LINGUIST List 2.848

Fri 06 Dec 1991

Disc: Last Posting on NOT

Editor for this issue: <>


Directory

  1. mark, 2,828 post-affirmation freestanding "Not"
  2. , RE: 2.839 Not
  3. Claudia Brugman, Re: 2.839 Not
  4. Sarah Jones, RE: 2.839 Not
  5. Jules D. Gliesche, Re: 2.835 Names
  6. Fan mail from some flounder?, Not
  7. Eric Schiller, Re: 2.839 Not
  8. , NOT

Message 1: 2,828 post-affirmation freestanding "Not"

Date: Wed, 04 Dec 91 17:28:32 EST
From: mark <markdragonsys.com>
Subject: 2,828 post-affirmation freestanding "Not"
 A month or several ago I noticed my 15-year-old daughter Susannah
Mandel using this construction and asked her about it. She gave me a
one-line reference, which she has just expanded at my request in
response to Larry's query. I typed as she talked, and have edited the
result somewhat, subject to her approval. Here is her analysis.
This usage originated on the regular "Wayne's World" sketch on
Saturday Night Live. The sketch is supposedly a show on a local cable
station in Aurora, Illinois, produced by 2 college kids, Wayne (Mike
Myers) and his buddy Garth (Dana Carvey), out of Wayne's basement. It
features their teenage American dialect, peppered with terms such as
"Excellent!", "Party on, dude", "He shoots, he scores!"[context-
specific to the sketch], "Okayyy! Alll righht!", and this "Not!"
(Direct quotation of Susannah:) "Anyone hip enough to watch Saturday
Night Live will be able to use it. You can use it to cancel your own
statement in a self-derogatory way, or you can use it on somebody
else. It's not really insulting, more of a disagreement, meant to
express a difference of opinion (although Wayne and Garth are
insulting to each other, because it's their attitude)."
(1) Context: You and some friends see this guy walking by. One of
you says,
 "Oh God, he's really hot. (pause a few beats) NOT!!(very
 emphatic)"
and everybody laughs, everybody breaks up.
(2) Context: You're just walking along talking to someone.
 A: "I'll see you at the mall tonight."
 B: "Not.(in conversational tone) I'm grounded. I can't go."
I.e., no, you're wrong, I can't go.
To really insult someone's opinion you wouldn't use that, because it's
actually genial and friendly, even though on occasion you say it in a
loud, insulting voice. "It's really quite friendly; it's not
insulting... it's not, umm, *nasty*." It's insulting only when you
say it about someone else, not when you say it about your own
statement or the person you're talking to's.
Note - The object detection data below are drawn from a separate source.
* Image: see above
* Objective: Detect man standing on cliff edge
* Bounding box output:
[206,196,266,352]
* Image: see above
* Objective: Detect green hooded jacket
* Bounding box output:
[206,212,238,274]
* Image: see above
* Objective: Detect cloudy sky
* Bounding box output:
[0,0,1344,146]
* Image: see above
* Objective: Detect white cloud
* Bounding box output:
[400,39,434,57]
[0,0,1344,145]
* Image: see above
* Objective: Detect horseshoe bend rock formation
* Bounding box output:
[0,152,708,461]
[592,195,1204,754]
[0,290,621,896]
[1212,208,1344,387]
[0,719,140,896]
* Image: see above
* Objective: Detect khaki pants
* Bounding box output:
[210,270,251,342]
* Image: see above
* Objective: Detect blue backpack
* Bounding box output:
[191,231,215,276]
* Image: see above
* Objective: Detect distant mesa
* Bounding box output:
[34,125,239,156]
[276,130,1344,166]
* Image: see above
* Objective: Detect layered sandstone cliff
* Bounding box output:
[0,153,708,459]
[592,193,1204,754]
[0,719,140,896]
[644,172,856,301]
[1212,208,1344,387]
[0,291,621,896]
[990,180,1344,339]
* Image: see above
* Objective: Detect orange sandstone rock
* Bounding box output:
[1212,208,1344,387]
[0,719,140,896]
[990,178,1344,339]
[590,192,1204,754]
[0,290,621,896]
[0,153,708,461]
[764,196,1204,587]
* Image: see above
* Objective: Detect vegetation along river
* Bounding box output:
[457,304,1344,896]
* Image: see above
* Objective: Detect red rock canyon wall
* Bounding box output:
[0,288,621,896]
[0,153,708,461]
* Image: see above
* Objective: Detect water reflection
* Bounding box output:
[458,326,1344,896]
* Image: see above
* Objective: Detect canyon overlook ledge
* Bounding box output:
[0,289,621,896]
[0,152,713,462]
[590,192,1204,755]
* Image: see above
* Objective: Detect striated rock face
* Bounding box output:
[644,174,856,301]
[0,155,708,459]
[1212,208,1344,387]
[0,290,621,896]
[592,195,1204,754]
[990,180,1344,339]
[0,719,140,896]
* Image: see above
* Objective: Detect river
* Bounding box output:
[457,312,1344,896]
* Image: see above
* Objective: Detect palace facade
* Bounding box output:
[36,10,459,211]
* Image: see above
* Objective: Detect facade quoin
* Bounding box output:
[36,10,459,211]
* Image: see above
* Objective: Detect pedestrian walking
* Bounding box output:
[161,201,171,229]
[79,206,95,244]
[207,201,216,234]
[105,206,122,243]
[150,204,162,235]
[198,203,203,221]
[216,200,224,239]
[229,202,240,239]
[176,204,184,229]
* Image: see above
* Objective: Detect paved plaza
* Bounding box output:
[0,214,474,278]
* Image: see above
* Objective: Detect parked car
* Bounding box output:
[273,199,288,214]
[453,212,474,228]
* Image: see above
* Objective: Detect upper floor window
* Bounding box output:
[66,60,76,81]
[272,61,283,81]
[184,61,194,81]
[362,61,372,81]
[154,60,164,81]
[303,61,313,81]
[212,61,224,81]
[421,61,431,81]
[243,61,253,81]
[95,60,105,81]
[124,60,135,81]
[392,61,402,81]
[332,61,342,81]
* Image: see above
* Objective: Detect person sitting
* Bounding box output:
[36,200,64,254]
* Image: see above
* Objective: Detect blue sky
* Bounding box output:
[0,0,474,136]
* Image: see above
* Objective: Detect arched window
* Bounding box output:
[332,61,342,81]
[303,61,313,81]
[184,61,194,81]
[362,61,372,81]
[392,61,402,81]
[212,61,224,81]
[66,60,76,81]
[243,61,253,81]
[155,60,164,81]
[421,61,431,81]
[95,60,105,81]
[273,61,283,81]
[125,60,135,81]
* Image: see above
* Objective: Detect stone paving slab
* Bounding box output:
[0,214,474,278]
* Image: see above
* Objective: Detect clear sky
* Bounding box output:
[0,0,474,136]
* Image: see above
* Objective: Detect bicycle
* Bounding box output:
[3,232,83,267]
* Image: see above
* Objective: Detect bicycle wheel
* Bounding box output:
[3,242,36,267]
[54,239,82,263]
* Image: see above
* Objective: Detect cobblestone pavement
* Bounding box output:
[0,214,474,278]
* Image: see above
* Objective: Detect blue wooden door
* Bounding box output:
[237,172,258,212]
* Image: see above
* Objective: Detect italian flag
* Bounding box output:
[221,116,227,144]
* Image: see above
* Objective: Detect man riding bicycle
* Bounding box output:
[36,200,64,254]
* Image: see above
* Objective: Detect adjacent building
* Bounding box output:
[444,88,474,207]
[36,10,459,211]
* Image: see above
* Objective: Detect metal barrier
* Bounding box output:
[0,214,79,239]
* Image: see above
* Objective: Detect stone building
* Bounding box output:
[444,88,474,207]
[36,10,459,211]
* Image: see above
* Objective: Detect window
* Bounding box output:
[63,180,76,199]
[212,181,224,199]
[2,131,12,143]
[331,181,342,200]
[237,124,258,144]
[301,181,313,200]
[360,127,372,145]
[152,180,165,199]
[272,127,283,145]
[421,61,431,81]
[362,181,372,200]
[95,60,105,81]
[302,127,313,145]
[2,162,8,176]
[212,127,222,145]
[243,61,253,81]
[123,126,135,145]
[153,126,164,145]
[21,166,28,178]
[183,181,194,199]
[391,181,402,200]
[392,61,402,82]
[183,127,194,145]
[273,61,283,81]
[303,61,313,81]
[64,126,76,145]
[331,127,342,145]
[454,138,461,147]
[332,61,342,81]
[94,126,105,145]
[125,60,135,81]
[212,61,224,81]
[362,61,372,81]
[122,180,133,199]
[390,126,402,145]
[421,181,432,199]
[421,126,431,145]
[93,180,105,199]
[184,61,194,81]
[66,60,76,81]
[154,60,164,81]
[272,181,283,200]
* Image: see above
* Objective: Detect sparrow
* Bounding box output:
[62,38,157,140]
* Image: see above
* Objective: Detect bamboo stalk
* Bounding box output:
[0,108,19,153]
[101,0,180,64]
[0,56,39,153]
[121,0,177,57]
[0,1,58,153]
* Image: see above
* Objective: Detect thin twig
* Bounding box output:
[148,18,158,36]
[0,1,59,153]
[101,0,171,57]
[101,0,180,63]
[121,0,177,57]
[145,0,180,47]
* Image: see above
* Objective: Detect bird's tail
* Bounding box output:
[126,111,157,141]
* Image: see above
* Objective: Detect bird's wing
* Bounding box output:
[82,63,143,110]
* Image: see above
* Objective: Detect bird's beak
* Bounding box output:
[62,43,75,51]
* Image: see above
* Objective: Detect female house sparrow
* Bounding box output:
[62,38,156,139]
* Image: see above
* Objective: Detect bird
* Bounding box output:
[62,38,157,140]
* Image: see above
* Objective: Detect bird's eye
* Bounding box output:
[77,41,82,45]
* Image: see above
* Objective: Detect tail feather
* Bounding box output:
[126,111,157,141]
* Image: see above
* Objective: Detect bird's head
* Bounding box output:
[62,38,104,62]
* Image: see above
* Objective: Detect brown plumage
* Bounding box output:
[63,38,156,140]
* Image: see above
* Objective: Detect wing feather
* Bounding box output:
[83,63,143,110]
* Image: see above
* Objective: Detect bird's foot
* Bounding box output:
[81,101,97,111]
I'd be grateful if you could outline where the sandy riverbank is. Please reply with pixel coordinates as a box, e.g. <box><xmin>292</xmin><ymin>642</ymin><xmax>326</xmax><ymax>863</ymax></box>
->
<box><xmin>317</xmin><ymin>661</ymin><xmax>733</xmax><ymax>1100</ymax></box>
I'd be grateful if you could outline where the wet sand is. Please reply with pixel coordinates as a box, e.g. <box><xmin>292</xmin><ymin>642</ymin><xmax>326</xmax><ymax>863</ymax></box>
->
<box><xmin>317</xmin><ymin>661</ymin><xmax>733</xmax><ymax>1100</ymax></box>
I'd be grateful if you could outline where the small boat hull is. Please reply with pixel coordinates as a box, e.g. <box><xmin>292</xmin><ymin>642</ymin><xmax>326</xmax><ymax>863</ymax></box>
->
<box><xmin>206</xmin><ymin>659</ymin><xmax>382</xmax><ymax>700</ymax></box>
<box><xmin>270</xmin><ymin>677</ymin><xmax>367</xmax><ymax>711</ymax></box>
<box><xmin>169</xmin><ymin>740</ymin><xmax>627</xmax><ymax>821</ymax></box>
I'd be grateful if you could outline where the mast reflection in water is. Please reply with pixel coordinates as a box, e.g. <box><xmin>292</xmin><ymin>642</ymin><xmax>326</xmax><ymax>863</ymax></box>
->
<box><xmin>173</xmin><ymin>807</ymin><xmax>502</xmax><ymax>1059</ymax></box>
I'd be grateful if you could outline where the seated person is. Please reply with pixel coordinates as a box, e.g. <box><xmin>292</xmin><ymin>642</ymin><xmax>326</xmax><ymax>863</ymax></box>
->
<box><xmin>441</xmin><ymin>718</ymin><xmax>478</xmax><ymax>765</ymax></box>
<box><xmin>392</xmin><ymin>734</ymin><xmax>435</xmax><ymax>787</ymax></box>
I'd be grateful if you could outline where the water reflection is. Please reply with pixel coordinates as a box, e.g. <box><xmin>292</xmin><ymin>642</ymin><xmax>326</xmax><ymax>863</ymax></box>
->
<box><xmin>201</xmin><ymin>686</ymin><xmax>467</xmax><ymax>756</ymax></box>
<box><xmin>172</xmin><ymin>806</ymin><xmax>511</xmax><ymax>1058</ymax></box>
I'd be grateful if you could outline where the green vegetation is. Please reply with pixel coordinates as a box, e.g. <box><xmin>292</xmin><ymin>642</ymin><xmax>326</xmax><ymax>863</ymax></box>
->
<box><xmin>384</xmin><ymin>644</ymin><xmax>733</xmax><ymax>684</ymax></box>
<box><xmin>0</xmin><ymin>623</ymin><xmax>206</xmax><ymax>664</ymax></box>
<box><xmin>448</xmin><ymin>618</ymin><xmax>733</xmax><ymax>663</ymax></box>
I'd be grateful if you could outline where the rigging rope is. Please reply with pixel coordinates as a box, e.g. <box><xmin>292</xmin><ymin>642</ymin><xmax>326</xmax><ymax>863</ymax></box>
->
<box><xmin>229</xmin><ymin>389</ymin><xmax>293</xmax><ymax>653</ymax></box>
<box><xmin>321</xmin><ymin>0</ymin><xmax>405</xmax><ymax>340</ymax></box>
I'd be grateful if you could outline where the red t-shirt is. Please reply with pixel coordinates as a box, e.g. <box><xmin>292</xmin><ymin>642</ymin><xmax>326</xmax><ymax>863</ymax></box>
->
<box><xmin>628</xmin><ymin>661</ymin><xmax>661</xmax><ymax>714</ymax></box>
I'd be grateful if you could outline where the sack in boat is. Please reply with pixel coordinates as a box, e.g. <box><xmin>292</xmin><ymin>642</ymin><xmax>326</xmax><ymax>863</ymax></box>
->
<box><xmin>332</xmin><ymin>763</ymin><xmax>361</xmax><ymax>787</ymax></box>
Everybody uses it in
form (1), but only some people use form (2); it's dialectal. People
are more likely to use it to negate their own statements than someone
else's. [Sounds like a classic Labovian implicational ordering.]
-- As further context, we live in Framingham, Massachusetts, a large
town in the suburban area between Boston and Worcester.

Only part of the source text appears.